If Active Accessibility is installed, all Q1 wrappers will support the IAccessible interface, which means you can call accessibility methods and properties directly, as in the following example:

// Obtain a regular button control
var button = app.button("Push");

// The button is also an accessible object: click it
// using an IAccessible function
button.accDoDefaultAction();
		

In addition, the wnd object exposes a property called accObj which allows you to retrieve other interfaces than IAccessible. When passing OBJID_NATIVEOM as the object ID, some applications will return a reference to one of their internal (native) interfaces, which present you with a richer set of methods and properties. For example MS Office applications will return references to their own object model, which is documented in the Office SDK. Here's an example:

// Obtain the native interface for a richedit
var document = app.accObj(consts.OBJID_NATIVEOM, "RichEdit20W");

// Use it to manipulate the control. Note that document.Selection is not defined
// by either Q1 or Accessibility, it belongs to a native interface of the richedit control.
document.Selection.Font.Bold = true;
document.Selection.Text = "This was done through an ITextDocument interface";
		

NOTE: It is important to understand that an Accessibility-enabled application can expose its screen items either as full objects, or as simple elements. A full object has its own properties and methods, can be stored in a script variable and can contain other objects and simple elements. By contrast, a simple element is a virtual element which can only be accessed through its parent object. For example MS Accessibility will expose a list box control as an accessible full-object, and the list box items as simple elements. Same applies for menus and menu items, tree controls and their items and so on. Here's an example of how to access the accName property of a list box and its items:

// Print the name of a list box
Env.LogInfo(list.accName);

// Print the names of the first two list box items
Env.LogInfo(list.accName(1));
Env.LogInfo(list.accName(2));
		

In the above example there is only one script object, the one which represents the list box control. Although list box items are said to support the accName property, this property is only available through this parent object.
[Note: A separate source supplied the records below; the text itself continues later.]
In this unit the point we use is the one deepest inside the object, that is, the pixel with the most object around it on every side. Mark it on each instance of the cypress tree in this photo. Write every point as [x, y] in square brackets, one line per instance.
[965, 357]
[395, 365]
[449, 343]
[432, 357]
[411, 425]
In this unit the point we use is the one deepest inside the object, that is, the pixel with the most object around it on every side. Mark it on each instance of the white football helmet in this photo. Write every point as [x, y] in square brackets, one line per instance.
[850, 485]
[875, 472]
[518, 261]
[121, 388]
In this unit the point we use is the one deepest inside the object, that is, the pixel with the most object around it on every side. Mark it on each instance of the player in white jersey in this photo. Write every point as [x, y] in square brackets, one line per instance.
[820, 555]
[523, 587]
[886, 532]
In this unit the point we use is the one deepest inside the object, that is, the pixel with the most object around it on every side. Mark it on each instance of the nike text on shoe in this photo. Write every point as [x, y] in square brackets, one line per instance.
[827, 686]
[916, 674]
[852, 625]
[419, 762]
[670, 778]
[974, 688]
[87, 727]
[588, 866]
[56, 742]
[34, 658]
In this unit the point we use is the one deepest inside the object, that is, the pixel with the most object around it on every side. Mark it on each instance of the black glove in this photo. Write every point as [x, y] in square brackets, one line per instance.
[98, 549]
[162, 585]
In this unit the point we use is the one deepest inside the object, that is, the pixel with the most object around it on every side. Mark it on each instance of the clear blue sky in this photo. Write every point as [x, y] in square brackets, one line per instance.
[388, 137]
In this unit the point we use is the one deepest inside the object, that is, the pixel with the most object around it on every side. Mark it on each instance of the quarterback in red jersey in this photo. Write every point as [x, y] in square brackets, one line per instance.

As you will see below, most of the IAccessible methods and properties accept an objID which specifies if the property refers to the object itself, or to one of its simple child elements. To specify the object itself, pass 0 (or consts.OBJID_SELF). For convenience this is also the default value of all object IDs, so that list.accName is equivalent to list.accName(0).

For even more ease of use, Q1 also supports passing the child name, or even a regular expression, instead of an object ID.